My family has produced missionaries of various stripes; imbibers who’ve made it to recovery and some who’ve remained in denial; control freaks, who are actually quite competent, so I figure that’s vindication; and escape artists, I, being one of the them. Hell, I moved across the country to limit family encounters to the kissy-face stuff of holidays and reunions, and when one of them called to cheerfully pronounce a move to my vicinity, I felt the sudden need to barf, despite my deep and enduring love for him and possibly due to the fact that he once assured me I would eternally roast in Satan’s hell fires, awash in God’s vengeance for my sins, primary of which was my failure to accept Our Savior, Lord Jesus Christ into my heart and be bathed in his eternal forgiveness and love.

Turns out, heavenly rewards, at least for Baptists, are available only on a quid pro quo basis, and this blew the proposition for me: Because the Baptist god predestined my salvation, or condemnation, I figured it didn’t matter if I opted out of having Sweet Baby Jesus to tea. Hence my scheduled rendezvous with Satan, who, truth be told, is a lot more interesting a character than the Christ on whom I was reared.

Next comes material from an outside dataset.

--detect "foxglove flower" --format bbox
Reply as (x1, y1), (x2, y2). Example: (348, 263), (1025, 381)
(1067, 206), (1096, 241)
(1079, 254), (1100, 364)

Except there is no truth, per se. Baptists are too tight-assed for truth; it just sucks the broomstick in farther. And proper Southerners hold social graces in much higher esteem than truth.

But I, the family heathen, have found expulsive expression far more to my liking, and sitting there that morning on the throne, waiting for my toes to cool, I decided I had undermined my best intentions, my highest hopes for success—deserved or not—by allowing my heritage to temper me. I had abandoned the exquisite details of life to the expediency of some semblance of family harmony, my colors were not true. I was stymied by the grip of a mighty sphincter, a Botero woman, insulated in her rotund figure, identity obscured, caught in static indecision at the bathroom mirror in perpetuity. I had resorted to writing fiction, to skirt my familial bonds, hide beneath some camouflage netting, and produce a triumphant recasting of our tragic decline. But the truth kept rearing its head, demanding to be heard, like the artist’s unattached hand and foot refusing to fade into the background.

That morning, then, my bowels relieved, my thighs un-wedged from the toilet seat, I brushed my teeth and decided, I decided I would just write, write whatever I’m compelled to write, triumph or not. And that, I suppose, is what I’m doing here.